The FBI, in conjunction with the National Center for Missing and Exploited Children (NCMEC), announced the operation's results to mark the five-year anniversary of the Innocence Lost program, which has targeted domestic trafficking in child prostitution.

Mueller said the Innocence Lost program has led to the recovery of 433 child victims who have been trapped into a life of prostitution. Additionally, investigations have yielded 308 convictions and the confiscation of assets in excess of $3 million.

Despite the program's apparent successes, Mueller warned that the bureau sees an increasing use of the Internet in the crimes. "What is different as we stand here today, is that we are faced with the increasing use of social network sites and other advances in technology, to carry out these crimes and facilitate these criminal enterprises," he said.

Ernie Allen, NCMEC president and CEO said, "This is a problem on Main Street, USA. ... This is an under-recognized and under-reported crime." He cited a University of Pennsylvania study, which estimated as many as 300,000 children in the United States are at risk for exploitation around the country.

"These kids are victims.
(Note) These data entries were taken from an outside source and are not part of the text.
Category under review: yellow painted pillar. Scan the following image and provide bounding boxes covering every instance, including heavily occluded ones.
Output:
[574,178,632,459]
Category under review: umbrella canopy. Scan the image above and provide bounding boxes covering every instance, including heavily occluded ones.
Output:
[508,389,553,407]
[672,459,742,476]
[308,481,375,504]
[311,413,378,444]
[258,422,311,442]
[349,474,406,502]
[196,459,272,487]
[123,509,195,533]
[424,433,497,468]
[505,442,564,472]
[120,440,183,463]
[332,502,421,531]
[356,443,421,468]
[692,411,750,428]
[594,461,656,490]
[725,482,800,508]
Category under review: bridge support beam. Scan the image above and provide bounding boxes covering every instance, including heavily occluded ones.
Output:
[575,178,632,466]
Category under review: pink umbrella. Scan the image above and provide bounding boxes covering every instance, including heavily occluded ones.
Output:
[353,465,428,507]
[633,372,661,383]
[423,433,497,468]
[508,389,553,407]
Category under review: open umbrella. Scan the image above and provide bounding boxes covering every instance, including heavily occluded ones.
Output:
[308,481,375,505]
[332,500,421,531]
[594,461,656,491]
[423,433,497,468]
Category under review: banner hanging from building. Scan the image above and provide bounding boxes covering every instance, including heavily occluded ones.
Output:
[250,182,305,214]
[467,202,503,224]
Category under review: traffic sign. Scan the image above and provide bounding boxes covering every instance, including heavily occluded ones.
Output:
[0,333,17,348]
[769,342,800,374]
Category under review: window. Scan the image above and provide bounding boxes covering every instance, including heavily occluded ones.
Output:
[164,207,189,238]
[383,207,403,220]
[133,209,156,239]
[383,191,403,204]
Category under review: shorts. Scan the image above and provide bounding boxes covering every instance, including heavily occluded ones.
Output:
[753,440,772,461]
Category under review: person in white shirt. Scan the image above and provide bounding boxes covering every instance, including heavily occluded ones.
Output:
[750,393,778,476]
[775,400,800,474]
They lack the ability to walk away. This is 21st-century slavery," Allen said.

Mueller also was asked about Wednesday's Supreme Court decision that struck down the death penalty as a punishment for child rapists. Six states currently have laws allowing the death penalty in those cases.

Mueller said he had not reviewed the Court's opinion at the time of the press conference, but noted that federal penalties can be "rather severe," including life in prison.